Business priorities mandate that the vast majority of users have more or less unfettered access to the information hosted on the open Internet. In the energy industry, for example, traders may have to conduct Internet research on geopolitical, weather, and logistical conditions around the globe; in finance, analysts may have to conduct sensitive diligence operations to support mergers and acquisitions. The pace of these activities is so rapid that cybersecurity teams don’t have the time or resources to evaluate each site individually, so they instead rely on third party-generated lists of “known bad” sites and block them or, in the best case, third-party generated lists of “known good” sites that do not host malicious code to allow into the network. Yet both the “known bad” and “known good” lists rely on knowing what “bad” looks like – and, as evidenced by the nearly 20 zero-days against browsers in 2023, the definition of “bad” continually changes.
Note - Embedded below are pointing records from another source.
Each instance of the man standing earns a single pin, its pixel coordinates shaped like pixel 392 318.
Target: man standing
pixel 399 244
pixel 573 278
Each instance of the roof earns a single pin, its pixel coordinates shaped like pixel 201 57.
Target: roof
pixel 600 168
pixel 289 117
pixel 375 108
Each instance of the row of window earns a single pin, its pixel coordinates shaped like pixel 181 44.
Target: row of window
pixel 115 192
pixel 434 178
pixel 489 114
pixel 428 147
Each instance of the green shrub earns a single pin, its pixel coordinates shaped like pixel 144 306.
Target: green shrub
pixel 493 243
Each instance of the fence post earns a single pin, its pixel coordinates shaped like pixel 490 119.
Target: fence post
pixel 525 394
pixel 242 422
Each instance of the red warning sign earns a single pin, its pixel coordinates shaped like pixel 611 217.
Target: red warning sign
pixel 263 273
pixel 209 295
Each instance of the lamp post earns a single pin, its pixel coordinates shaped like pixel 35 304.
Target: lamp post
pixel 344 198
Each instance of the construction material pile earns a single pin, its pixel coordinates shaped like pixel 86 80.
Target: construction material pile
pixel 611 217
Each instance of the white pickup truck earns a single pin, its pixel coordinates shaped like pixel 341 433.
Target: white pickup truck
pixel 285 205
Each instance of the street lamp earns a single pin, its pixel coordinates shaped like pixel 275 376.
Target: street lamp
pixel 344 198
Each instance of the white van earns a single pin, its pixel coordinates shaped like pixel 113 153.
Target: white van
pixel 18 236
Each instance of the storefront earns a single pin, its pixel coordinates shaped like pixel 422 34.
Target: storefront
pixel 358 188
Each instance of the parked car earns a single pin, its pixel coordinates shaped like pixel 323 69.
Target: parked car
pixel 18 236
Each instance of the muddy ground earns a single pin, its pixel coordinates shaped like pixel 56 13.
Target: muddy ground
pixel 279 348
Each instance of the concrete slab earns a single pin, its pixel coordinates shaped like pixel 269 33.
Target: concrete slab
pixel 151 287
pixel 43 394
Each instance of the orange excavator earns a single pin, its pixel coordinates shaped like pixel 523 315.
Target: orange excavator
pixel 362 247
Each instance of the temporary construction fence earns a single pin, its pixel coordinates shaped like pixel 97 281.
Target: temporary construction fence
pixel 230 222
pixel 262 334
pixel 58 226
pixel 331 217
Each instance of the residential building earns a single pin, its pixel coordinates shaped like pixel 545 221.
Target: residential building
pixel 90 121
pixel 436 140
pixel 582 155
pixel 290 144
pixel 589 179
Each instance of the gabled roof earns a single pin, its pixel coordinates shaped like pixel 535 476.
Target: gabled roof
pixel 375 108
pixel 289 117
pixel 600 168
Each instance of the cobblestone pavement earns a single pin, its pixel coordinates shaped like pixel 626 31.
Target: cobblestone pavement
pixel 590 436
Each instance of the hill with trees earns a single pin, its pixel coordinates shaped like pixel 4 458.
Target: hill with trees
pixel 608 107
Instead of playing the cat and mouse game of identifying “bad” before it impacts the systems of major organizations, hardware-enforced browser isolation solutions keep all but the most explicitly trusted activities off an organization’s systems. Instead, risky browsing is conducted on cloud-hosted processors and converted to an interactive video stream and sends keystrokes and mouse movements back via the same types of one-way, fixed-function hardware that are used to protect OT networks. By applying this type of technology to web browsing, organizations can remove one of the least-secure points of access for malicious code and one of the hardest-to-secure points of egress for stolen data in one stroke.
CISA is right in recommending a shift to controls like SSE and SASE solutions to take a more granular approach to data access within corporate networks, and CISA is right to call for more robust controls like hardware-enforced segmentation for the most sensitive networks. But leaving protection against the largest, highest-threat network on the planet – the open Internet – to software-based solutions that can be subverted makes it a question of when, not if, that software too is compromised. Enforcing security using hardware at both the highest-risk and highest-sensitivity portions of the network provides a more assured option.